Taking the high road sometimes requires a painful, introspective look at yourself and how you can improve.  The Hawaii State Department of Education (DOE) earlier this year embarked on a journey of self-introspection, specifically of our school bus transportation system and how we manage it.

When I arrived to the DOE in early July, measures were already being taken to streamline routes, as well as commission a study to find out how and why costs had gone through the roof in recent years.   As stewards for Hawaii’s taxpayers – many of whom are our students’ parents – it was critical for us to investigate how we could better serve our communities.  

We have already taken important steps to increase efficiencies and cut costs, including:

  • Embedding procurement excellence by centralizing our procurement process.
  • Becoming a member of the National Association for Pupil Transportation to keep up with the industry’s best practices.  
  • Testing systems of technology that will bring efficiencies to route management and rider tracking for current and future student transportation needs.

Most recently, along with the Board of Education (BOE), we hired Management Partnership Services (MPS) to analyze our bus network, and make recommendations for improvement.  This thorough review was necessary to clearly identify missteps taken over the years so that they are not repeated.

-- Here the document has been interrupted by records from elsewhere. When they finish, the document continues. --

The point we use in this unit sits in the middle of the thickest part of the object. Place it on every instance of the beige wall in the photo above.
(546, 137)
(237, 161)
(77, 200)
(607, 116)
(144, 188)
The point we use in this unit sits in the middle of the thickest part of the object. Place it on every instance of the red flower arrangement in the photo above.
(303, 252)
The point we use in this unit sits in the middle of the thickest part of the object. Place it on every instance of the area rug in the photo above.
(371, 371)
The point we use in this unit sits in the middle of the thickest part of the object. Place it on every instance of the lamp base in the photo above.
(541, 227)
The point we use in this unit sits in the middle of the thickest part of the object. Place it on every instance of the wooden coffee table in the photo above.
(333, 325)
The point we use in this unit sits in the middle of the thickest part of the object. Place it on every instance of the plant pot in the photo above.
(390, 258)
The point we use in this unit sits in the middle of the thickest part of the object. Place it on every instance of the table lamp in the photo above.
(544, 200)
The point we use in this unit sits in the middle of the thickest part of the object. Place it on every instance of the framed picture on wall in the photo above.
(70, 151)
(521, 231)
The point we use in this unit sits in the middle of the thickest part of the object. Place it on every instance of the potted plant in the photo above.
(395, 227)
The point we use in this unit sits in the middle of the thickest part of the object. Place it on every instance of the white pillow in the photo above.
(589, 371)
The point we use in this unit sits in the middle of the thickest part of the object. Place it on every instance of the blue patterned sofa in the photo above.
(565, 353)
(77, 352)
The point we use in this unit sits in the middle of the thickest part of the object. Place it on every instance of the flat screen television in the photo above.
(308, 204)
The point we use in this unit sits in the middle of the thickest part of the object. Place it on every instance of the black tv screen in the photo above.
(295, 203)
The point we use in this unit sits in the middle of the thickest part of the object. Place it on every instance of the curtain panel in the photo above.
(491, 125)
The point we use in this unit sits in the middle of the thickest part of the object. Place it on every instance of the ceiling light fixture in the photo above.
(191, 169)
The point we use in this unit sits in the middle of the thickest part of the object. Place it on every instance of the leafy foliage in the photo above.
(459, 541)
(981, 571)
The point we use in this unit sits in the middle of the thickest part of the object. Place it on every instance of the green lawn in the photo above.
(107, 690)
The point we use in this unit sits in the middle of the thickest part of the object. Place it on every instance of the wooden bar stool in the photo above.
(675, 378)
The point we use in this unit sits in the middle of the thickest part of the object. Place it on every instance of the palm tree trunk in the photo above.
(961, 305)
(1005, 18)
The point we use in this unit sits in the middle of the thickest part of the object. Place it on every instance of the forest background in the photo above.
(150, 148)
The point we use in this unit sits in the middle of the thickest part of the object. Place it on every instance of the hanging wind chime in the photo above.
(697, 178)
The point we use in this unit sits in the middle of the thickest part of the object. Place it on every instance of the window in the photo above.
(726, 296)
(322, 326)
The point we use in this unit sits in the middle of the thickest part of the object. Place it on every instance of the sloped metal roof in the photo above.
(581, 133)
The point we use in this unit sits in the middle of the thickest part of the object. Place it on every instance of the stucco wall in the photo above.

More than 55 contracts expire this month, creating an opportunity for us to correct what has gone wrong for too long.  We will be toughening up qualifications for contractors and be more diligent in managing services provided. We presented MPS’ findings before the BOE and a joint state House-Senate informational briefing. Both bodies are critical to approving the changes that the Department intends to make.

The DOE is now in the second year of a seven-year strategic plan, which focuses on preparing students for college, careers and citizenship.  Bus transportation is much more than finding the best value for the state. It is a vital part of getting our students into their classrooms efficiently, safely and on a timely basis.  

The DOE’s school bus transportation system serves more than 35,000 students annually through 700 buses operated by 12 contractors on five islands: Kauai, Oahu, Maui, Molokai and Hawaii Island. In late June, the DOE announced more than 100 bus routes were being eliminated due to rising costs and a loss of funding. The DOE streamlined services and restored a number of routes, but was unable to restore all of them. In all, more than 2,300 students at 51 different schools were affected.

As we work towards improving the system and bus routes, we are prioritizing our efforts in communities that were affected more severely than others by previous route eliminations.  Additionally, we are streamlining the bell schedules at schools to maximize routes and ridership.

It should be noted that there is no magic bullet and change isn’t going to happen overnight, but the public can be assured that the DOE is committed to implementing change that will result in better value and service for our communities.

About the author: Raymond L’Heureux has served as assistant superintendent for the Hawaii State Department of Education’s Office of School Facilities and Support Services since July. Before retiring as a colonel from the United States Marine Corps, he served at U.S. Marine Corps Forces, Pacific at Camp Smith, which has oversight of 18 bases and stations in the Pacific.